Agent Checks
Agent Checks
Section titled “Agent Checks”Agent checks review an agent configuration and surface advisory findings while you build: structural problems (duplicated instructions, conflicting style guidance), completeness gaps (tool references that do not exist), and cost warnings (oversized prompts).
Checks are advisory only. Findings never block saving, publishing, or version creation.
Where Findings Appear
Section titled “Where Findings Appear”- Agent editor → Preview tab: a Checks card lists findings for the current draft, updating as you edit.
- API:
POST /v1/agents/previewreturns afindingsarray alongside the resolved system prompt and tools. - MCP / platform commands: the
preview_agentandanalyze_agentcommands return the same findings, so agents and automations can review configurations programmatically.
Findings
Section titled “Findings”Each finding includes:
| Field | Description |
|---|---|
rule_id | Stable rule identifier, e.g. prompt.duplicate_paragraphs |
severity | warning, info, or suggestion — there is no error; checks never block |
category | structure, completeness, effectiveness, safety, or cost |
message | Human-readable explanation |
location | The config field (and byte span, when applicable) the finding points at |
AI Analysis
Section titled “AI Analysis”The Analyze button on the Checks card runs a deeper on-demand review using the platform’s internal utility LLM (requires UTILITY_OPENAI_API_KEY on the deployment). Three scoped checkers run in parallel:
| Rule | What it catches |
|---|---|
llm.contradiction | Instructions that cannot both be followed, including conflicts between the prompt and capability contributions |
llm.structure | Redundancy, verbosity, vague instructions, and structure that buries critical rules |
llm.tool_guidance | Prompt guidance that misdescribes available tools or assumes functionality no tool provides |
LLM findings can carry a suggested replacement for the offending text; when the finding is anchored to a span of your prompt, an Apply fix button replaces it in place.
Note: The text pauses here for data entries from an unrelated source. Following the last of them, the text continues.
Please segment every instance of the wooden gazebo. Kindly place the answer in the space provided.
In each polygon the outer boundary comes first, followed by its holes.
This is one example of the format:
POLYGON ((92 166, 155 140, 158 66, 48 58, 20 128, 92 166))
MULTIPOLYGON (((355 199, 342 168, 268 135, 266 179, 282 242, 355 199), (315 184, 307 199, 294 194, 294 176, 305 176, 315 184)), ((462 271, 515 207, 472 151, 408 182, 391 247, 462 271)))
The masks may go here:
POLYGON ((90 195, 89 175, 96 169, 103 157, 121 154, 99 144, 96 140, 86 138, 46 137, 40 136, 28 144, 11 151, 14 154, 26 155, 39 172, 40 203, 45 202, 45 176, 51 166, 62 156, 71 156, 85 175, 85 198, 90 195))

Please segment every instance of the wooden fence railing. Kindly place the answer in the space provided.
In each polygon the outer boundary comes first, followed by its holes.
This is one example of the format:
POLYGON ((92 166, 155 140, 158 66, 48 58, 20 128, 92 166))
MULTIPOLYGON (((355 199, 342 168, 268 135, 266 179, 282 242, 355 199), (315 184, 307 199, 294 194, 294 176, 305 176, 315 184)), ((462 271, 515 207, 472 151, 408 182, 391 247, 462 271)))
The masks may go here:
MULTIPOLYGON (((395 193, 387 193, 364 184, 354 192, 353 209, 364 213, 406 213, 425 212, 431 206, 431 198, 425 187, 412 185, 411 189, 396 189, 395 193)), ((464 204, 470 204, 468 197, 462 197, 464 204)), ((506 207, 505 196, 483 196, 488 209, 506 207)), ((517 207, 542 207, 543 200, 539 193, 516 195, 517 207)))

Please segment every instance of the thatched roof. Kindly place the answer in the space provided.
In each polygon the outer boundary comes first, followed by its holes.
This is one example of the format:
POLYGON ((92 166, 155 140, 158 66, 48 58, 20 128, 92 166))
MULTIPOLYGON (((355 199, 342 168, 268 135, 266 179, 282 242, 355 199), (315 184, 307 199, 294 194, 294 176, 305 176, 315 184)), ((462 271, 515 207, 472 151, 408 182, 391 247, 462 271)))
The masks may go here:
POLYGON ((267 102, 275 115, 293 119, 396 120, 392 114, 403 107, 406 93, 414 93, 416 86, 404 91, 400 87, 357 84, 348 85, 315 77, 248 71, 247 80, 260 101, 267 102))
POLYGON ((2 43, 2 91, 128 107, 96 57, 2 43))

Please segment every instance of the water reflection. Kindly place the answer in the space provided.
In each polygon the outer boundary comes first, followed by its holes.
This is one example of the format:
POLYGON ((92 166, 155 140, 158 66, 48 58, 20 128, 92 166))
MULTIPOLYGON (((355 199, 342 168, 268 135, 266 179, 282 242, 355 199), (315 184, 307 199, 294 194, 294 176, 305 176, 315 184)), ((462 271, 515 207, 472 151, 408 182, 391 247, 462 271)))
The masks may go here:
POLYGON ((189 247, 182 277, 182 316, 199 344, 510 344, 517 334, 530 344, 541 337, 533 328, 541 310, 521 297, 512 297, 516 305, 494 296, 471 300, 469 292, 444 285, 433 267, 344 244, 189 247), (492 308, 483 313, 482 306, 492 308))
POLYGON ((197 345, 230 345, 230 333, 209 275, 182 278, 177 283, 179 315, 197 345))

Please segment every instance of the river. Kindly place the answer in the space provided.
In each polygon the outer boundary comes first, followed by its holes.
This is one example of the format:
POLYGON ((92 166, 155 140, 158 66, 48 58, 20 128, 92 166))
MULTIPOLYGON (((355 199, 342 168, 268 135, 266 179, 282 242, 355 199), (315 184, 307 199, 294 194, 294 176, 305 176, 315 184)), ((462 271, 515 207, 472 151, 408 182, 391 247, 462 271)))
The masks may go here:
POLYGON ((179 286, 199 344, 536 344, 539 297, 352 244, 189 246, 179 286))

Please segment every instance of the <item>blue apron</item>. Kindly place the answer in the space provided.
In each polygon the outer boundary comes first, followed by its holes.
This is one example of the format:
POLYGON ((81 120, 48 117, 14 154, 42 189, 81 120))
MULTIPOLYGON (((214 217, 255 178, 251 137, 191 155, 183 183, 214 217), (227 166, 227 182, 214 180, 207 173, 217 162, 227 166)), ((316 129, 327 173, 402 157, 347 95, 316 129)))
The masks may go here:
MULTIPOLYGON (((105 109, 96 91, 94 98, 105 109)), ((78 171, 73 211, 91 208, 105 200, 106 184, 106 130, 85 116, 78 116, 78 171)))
Analysis is available via POST /v1/agents/analyze, which returns built-in and LLM findings merged.
The reviewed prompt is treated strictly as data: checker outputs are bounded, severities are clamped, and findings are advisory text only.
Health Checks
Section titled “Health Checks”A health check runs the agent for real. It generates a handful of smoke-test cases from the agent’s description, system prompt, and capabilities, runs each as an actual session against the agent’s configured model, and scores the result two ways:
- Deterministic: the agent produced a non-empty answer and finished within a turn budget.
- AI judge: the platform’s utility LLM grades the agent’s final response against a rubric generated for that case.
A case passes only when both checks pass. The run surfaces a score card (pass rate, passed count, average score, average turns) and a per-case list — each case links to the real session so you can inspect the full conversation, tool calls, and events.
Health checks are asynchronous (they run several real sessions and take a minute or two). Trigger one and poll for the result:
| Method | Path | Description |
|---|---|---|
POST | /v1/agents/{agent_id}/health-checks | Start a run; returns a pending run with an id |
GET | /v1/agents/{agent_id}/health-checks/{run_id} | Poll the run; status goes pending → running → completed/failed |
GET | /v1/agents/{agent_id}/health-checks | List recent runs for the agent |
Runs are stored per agent and keyed by the resolved config hash. Health checks require the utility LLM (UTILITY_OPENAI_API_KEY) to generate and judge cases, and the agent’s own model must be usable. They are advisory: a low score never blocks anything.
Built-in Rules
Section titled “Built-in Rules”Checks run against the resolved configuration — after harness and capability contributions are merged — so they can catch issues that span layers.
| Rule | Severity | What it catches |
|---|---|---|
prompt.empty | info | Agent has no system prompt of its own |
prompt.very_long | warning | Authored prompt over 32 KiB, sent on every model turn |
prompt.resolved_very_long | info | Full prompt over 96 KiB after harness/capability contributions |
prompt.template_variables | warning | {{placeholder}} text that would reach the model literally |
prompt.duplicate_paragraphs | warning | The same paragraph appears more than once |
prompt.restates_contribution | info | Prompt duplicates text already contributed by the harness or a capability |
prompt.conflicting_style | info | Asks for both brevity and detail without stating conditions |
tools.unknown_reference | info | Prompt references a tool that no enabled tool or capability provides |
tools.duplicate_names | warning | Two tools share a name, so the model cannot distinguish them |
High-cardinality rules (prompt.duplicate_paragraphs, tools.unknown_reference, tools.duplicate_names) cap how many findings they emit. When the cap is exceeded they add a single companion info finding with the rule ID suffixed .summary (e.g. prompt.duplicate_paragraphs.summary) noting that only the first N were shown, so a large prompt cannot amplify into an unbounded response.
Roadmap
Section titled “Roadmap”A later phase adds org-configurable rules: per-rule enable/severity settings for the built-ins plus custom declarative and natural-language-rubric rules.